Miah admitted that he was listed as a director of Alex Crown Lettings and Estate Agents Ltd based in Holloway, North London, but said it was not up to him to apply for HMO licences.

“This responsibility was handed to the management company Alex Crown, there (sic) made a mistake and forgot to apply for the HMO in time due to all what was going on such as Covid-19. This was an honest mistake from the agency.”

He added that the tenants – all students – had lived happily in the flat for 11 months without making any complaints. “They were in a WhatsApp group with a local maintenance contractor so any issues, they would contact him direct and he would resolve things for them normally on the same day.”

He added: “I am a good landlord with a clean heart.”

Read the judgement in full.


  1. Still idiot property owners who let out their properties don’t seem to understand that THEY are LEGALLY liable for EVERYTHING relating to that letting property.

    Appointing a LA to manage things does NOT abrogate the property owner for ALL responsibilities for the property whilst it is let on AST.

    When appointing someone to carry out your legal responsibilities as a LL there is always the risk that the invariable LA will make a mistake.

    The buck ALWAYS stops with the LL.

    Something that many idiot LL fail to appreciate or understand.

    This LL deserved the fine by failing to complying with regulations.

    The regulations may well be idiotic.
    But that is NOT the point.

    LL MUST comply with ALL regulations or risk such onerous fines.

    Being a LL is a far from risk free occupation!

  2. Being a Landlord is all risk and fall guy for any & everyone, why not write about the injustice and all one sided laws being created in recent years. This is a shining example of injustice given them back all the rent after they had used the property, the fine could have gone to Charity or other. I don’t see how the Tenants suffered any financial loss ?.
    This is a kin to given back 3 times the Deposits, you are expecting some very reasonable people to comply with injustice which is what it is to any fair minded person.

  3. I think the case involved some serious breaches of HMO fire and safety stndards, so the RRO amount was not just for the fact that the premises should have been licenced for a considerable period.
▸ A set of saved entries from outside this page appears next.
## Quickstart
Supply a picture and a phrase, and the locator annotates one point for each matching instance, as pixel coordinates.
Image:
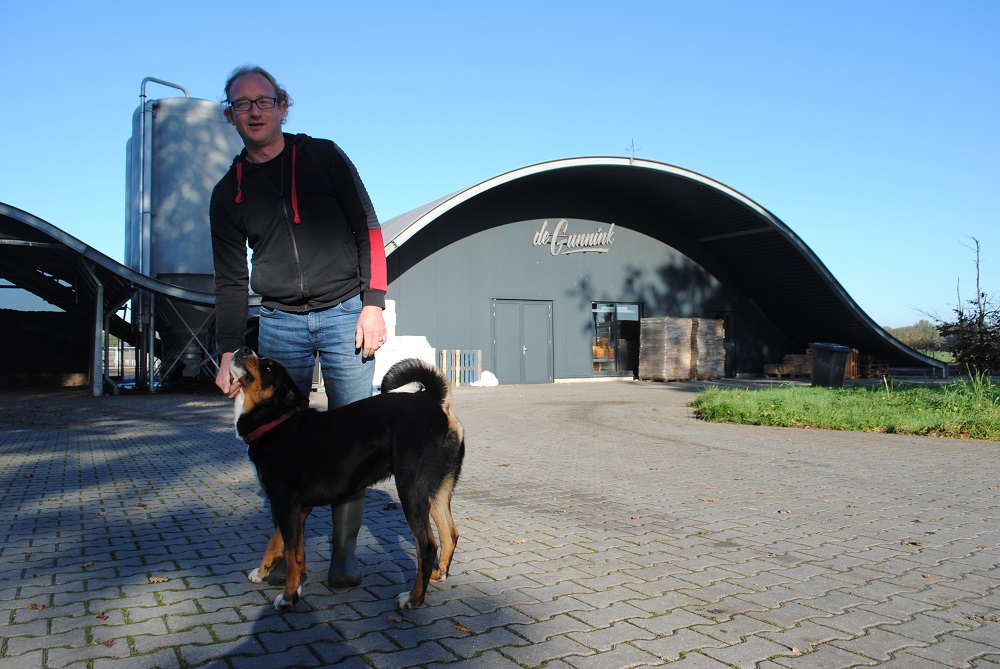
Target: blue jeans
(295, 339)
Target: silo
(179, 149)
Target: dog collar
(266, 427)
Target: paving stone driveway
(602, 526)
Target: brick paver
(601, 524)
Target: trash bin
(829, 364)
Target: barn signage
(561, 241)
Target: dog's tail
(415, 375)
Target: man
(318, 265)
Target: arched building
(534, 268)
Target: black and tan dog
(306, 458)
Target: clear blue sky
(871, 128)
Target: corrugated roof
(743, 244)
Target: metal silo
(179, 149)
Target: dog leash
(266, 427)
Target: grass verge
(967, 409)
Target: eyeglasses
(243, 105)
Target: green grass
(963, 409)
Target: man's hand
(370, 334)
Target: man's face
(258, 128)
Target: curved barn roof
(744, 245)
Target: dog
(306, 458)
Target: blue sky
(869, 127)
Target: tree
(974, 335)
(921, 336)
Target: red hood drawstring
(239, 181)
(295, 192)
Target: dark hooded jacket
(312, 228)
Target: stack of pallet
(679, 349)
(665, 349)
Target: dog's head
(265, 386)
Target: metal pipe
(146, 215)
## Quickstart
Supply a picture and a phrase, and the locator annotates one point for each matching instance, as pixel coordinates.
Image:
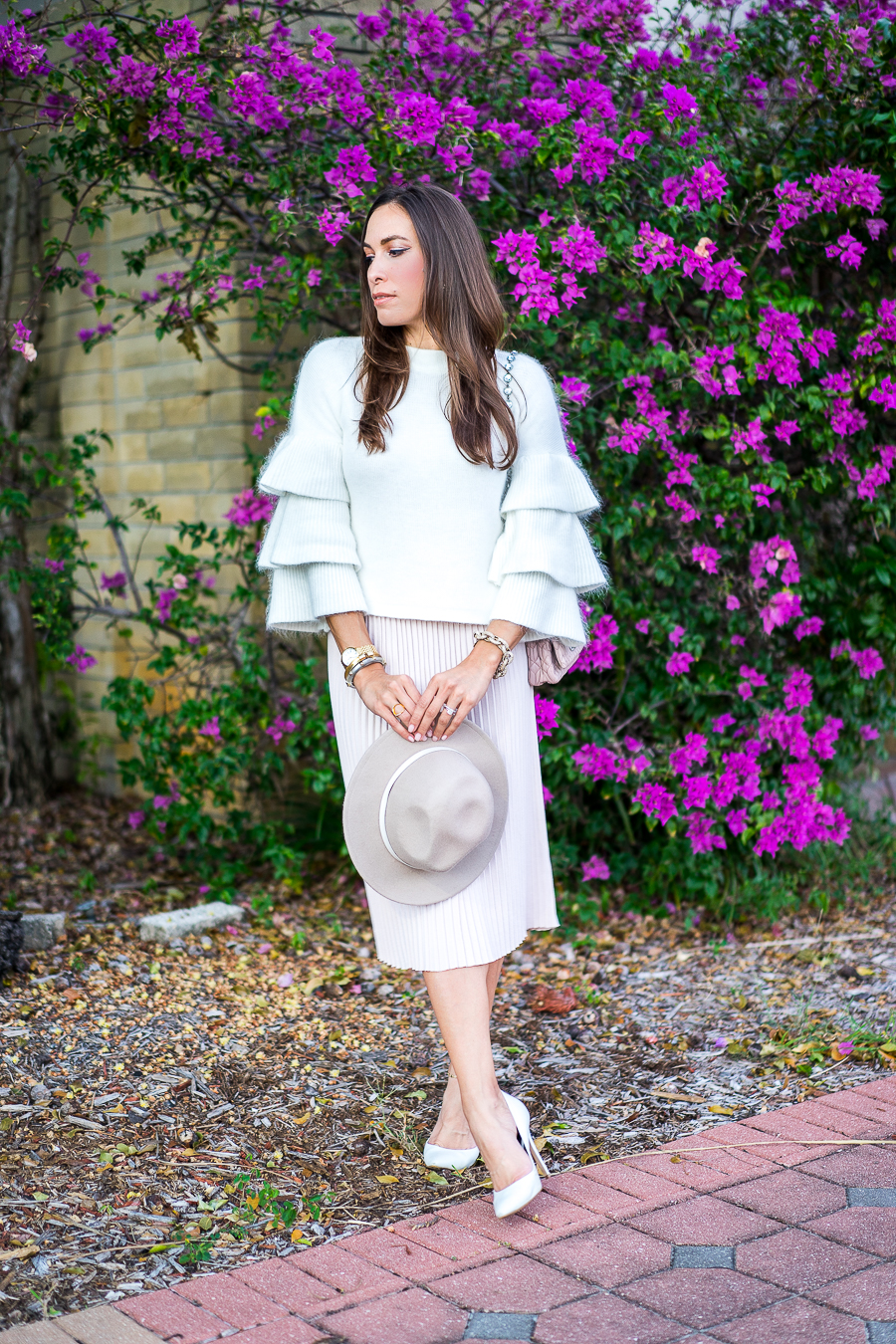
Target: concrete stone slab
(42, 932)
(180, 924)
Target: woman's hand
(383, 694)
(460, 688)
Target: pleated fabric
(515, 893)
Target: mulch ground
(270, 1085)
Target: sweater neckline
(427, 360)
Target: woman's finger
(464, 709)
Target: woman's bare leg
(462, 1003)
(452, 1129)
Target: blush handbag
(549, 659)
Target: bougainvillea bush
(691, 222)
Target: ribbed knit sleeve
(545, 560)
(310, 548)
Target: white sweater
(419, 531)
The tenants had a legal right to have been provided with a safe place to live within the legal requirements without their safety being at risk. I’m a Landlord and I can see that is a very reasonable expectation on behalf of tenants and a serious responsibility of any landlord. We need to rid the PRS of landlords that fail to take their legal responsibilities seriously rather than tarnishing the reputation of the good landlords.

  4. The respondent was an estate agent as well as a Landlord. It’s quite clear from the judgement that he should have known, indeed had a duty to understand the requirements. Personally I am getting out of this sector because I find it onerous, as a small landlord I am worried about making mistakes. The demonisation of Landlords by government and others is very unfortunate. It is a respectable investment and profession but is not half as easy or profitable as many people seem to think. And it is not without risk from building maintenance, unpaid rents, tax and government legislation. I would describe myself as a very liberal landlord. We reduced and waived rent during the pandemic and worked with our tenant.